Sometimes that silence turns into bitterness, and then the bitterness turns into anger, and then before we know it we’re tackling our neighbor for not taking better care of his lawn.
And yet, in the church, we are called to speak the truth in love and we know what real love looks like – it looks like the cross.
The Jesus we encounter in the strange new world of the Bible understands that to love God and neighbor is demanding and risky. Following the path of love, at least for Jesus, means jumping into debates, it means calling into question the powers and principalities, it means not letting the world continue on down the drain.
And that kind of love got Jesus killed.
We, of course, are not the Lord (thanks be to God). In the end God does what we wouldn’t and couldn’t. And that’s the whole point.
We are called to a love that we regularly fail to do.
Contrary to all of its complications, neighborly love is at the heart of the life of the church and every single person who claims to follow Jesus. To love rightly, that is faithfully, is to recognize the hard demands of love made manifest in Christ who, from the hard wood of the cross, still pronounced a word of love and forgiveness over a world hellbent on hatred and retribution.
Or, to put it another way, when we begin to see how much God loves us in spite of all the reasons why God shouldn’t, it actually starts to change the way we interact with others, even our neighbors.
Love, the kind that God has for us and the kind we are called to have for God and neighbor, is way more strange than we often make it out to be. But without it, we would be lost.
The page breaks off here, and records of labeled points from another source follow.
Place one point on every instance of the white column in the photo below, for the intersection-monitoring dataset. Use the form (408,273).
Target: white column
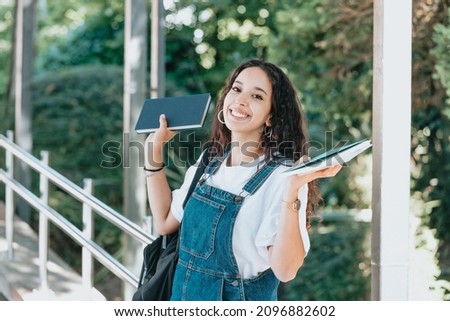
(135,71)
(391,148)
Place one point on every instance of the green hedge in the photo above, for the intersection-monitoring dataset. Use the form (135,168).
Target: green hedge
(337,267)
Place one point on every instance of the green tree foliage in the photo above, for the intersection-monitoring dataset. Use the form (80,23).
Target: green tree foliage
(432,127)
(338,264)
(75,113)
(93,34)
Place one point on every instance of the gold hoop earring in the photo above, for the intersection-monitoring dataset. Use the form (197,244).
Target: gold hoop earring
(218,117)
(268,134)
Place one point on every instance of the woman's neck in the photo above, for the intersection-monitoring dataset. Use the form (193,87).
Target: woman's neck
(244,153)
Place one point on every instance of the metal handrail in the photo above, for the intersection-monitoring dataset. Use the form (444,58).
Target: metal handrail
(66,226)
(100,254)
(98,206)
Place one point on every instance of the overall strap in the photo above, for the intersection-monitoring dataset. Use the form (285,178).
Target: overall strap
(198,173)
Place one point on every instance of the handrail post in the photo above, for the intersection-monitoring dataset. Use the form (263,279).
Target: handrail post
(9,199)
(88,227)
(43,227)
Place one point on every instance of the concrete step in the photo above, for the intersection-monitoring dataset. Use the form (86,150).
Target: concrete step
(19,276)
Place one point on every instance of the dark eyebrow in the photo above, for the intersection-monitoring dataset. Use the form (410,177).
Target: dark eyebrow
(257,88)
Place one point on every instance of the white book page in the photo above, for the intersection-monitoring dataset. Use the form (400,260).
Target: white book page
(340,155)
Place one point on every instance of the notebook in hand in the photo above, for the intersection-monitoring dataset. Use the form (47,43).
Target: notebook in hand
(182,112)
(339,155)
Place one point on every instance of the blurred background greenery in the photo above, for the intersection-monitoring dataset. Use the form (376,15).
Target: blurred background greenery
(325,46)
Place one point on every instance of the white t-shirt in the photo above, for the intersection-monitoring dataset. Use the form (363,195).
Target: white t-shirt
(257,221)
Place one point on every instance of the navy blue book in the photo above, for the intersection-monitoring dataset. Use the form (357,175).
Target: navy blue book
(182,112)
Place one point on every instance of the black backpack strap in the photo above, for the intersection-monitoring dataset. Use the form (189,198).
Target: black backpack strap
(198,173)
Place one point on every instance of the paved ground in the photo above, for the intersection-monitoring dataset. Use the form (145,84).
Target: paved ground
(19,277)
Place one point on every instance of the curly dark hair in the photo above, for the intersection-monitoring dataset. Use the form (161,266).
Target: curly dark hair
(289,136)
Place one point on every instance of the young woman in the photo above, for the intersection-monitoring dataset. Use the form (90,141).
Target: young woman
(244,229)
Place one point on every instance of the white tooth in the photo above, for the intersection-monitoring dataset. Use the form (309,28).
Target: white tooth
(238,114)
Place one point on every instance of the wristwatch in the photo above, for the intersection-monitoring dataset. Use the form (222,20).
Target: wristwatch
(291,205)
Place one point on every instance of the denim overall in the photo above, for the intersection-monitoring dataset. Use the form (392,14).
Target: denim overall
(207,269)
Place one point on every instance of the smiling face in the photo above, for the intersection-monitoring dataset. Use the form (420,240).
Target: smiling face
(247,105)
And, because I believe music often does a better job at expressing the faith than mere words alone, here are some tunes to help us wrestle with what it means to speak the truth:
Jonathan Richman’s “That Summer Feeling” from 1992 is deceptively simple with the singer-songwriter and his acoustic guitar. And yet, the lyrics invite the listener into a wave of nostalgia that should come with a warning – the refrain is all about being haunted by a feeling, of being caught up in things we can’t quite explain. To me, it rings true of the ways we can be haunted by previous interactions.
Molly Tuttle is an award-winning guitarist with a penchant for insightful songwriting. And yet, it’s her cover of Neil Young’s “Helpless” that really lets her shine. With the backing help of Old Crow Medicine Show she brings a welcome nuance to the well known song while making it sound hopeful and hopeless at the same time.
Madeline Kenney’s new EP Summer Quarter recently compelled me to return to her 2018 single “Cut Me Off.” She sings with such raw honesty, an honesty all but absent in the world today, that I find myself getting lost in her lyrical sonic wonder. The song’s disjointed melody, ripe with surfer guitar strumming and syncopated drumming, really conveys a sense of what it means to be cut off literally and figuratively.